From Research to Coaching Practice
All I need is a stage to shine: Narcissists' leader emergence and performance. Barbora Nevicka, Annebel H.B. De Hoogh, Annelies E.M. Van Vianen, Bianca Beersma, Doris McIlwain, The Leadership Quarterly 22 (2011) 910-925
Special thanks to Brodie Gregory, PhD for reviewing this research and translating the key points to use in your coaching practice.
If you’ve coached or worked with organizational leaders, chances are that at some point in your career you have encountered a narcissist… or perhaps many narcissists. What is it about the co-occurrence of leadership and narcissistic characteristics? In their August 2011 article, Nevicka et al investigate the relationship between leader emergence and narcissistic personality characteristics, as well as the role that context plays in this relationship.
Context matters, as the right situation can allow narcissists (or those with narcissistic characteristics) to really “shine” and exercise their influence and charisma.
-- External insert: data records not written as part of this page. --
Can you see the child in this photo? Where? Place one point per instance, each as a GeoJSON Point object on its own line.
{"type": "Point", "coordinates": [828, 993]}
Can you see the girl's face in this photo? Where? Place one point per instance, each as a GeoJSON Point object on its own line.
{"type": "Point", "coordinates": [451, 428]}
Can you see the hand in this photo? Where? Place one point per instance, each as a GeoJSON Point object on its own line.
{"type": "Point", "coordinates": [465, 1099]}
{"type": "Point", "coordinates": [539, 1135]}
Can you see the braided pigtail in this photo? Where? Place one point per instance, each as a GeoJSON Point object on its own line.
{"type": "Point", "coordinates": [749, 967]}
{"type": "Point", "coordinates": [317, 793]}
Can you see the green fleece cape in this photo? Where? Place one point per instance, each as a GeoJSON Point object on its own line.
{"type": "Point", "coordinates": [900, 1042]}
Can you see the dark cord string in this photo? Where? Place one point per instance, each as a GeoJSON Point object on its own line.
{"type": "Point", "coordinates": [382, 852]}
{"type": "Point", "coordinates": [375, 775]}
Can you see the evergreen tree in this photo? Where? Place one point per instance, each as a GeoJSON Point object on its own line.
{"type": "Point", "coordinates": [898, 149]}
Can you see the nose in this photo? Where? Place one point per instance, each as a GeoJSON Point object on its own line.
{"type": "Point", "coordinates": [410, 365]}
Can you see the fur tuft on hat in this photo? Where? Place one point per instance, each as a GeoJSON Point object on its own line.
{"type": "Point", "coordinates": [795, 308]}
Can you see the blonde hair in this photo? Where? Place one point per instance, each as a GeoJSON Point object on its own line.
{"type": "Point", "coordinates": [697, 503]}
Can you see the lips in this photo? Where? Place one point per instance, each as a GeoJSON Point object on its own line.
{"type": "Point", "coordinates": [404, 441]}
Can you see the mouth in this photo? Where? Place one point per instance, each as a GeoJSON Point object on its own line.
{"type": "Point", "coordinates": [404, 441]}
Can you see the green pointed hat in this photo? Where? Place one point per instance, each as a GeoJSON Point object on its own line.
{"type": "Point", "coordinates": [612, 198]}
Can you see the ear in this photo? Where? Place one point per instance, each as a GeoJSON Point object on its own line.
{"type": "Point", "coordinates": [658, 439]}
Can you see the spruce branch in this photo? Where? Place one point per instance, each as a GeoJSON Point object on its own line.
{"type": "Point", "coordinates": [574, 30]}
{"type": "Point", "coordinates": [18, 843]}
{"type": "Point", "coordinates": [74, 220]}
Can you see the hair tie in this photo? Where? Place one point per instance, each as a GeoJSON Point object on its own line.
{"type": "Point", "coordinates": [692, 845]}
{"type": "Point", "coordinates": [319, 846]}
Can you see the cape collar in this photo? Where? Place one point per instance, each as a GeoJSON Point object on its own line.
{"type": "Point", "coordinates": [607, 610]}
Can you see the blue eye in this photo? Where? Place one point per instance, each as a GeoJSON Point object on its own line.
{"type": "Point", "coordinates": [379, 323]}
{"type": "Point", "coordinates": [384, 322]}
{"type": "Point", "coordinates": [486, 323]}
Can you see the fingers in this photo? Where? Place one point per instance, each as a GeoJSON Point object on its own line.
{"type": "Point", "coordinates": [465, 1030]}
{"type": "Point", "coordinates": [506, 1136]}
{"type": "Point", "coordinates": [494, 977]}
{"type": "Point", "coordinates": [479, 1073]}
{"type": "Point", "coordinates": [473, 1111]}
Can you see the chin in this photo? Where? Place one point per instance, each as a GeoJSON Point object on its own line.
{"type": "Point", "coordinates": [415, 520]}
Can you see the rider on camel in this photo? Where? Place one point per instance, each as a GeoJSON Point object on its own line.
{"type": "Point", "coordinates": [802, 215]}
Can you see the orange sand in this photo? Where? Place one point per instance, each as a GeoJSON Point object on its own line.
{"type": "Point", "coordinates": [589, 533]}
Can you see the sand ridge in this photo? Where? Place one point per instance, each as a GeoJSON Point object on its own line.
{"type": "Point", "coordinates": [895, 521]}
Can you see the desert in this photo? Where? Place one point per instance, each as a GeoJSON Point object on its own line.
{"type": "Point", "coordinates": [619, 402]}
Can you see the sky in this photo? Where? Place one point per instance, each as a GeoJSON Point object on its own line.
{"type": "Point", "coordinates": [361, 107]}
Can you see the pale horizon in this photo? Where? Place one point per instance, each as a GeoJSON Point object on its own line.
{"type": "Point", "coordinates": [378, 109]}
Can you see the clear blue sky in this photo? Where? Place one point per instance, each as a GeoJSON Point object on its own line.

These authors found that narcissists emerged as leaders more often than those classified as non-narcissists. They also found that teams with narcissistic leaders performed worse on two important aspects of team effectiveness: communication and individual decision making. Applied broadly, we may interpret this to mean that teams with narcissistic leaders may have diminished performance because of less effective communication and decision-making processes.
In terms of context, the authors looked at reward interdependence of the teams – or the extent to which team members were reliant on one another for important rewards. They found that when teams were highly reward interdependent, narcissists in leadership roles performed better, and team members shared more information and helped each other more. The takeaway? If you have a narcissistic leader, build in a requirement of interdependence and teamwork in order for valued rewards to be attained.
Want to learn more? Take a look at Nevicka and colleagues’ Leadership Quarterly article. Given their resistance to feedback and criticism, narcissistic leaders can make for very difficult clients. How can you use Nevicka et al.’s work to help narcissistic clients be more effective with the teams or organizations that they lead?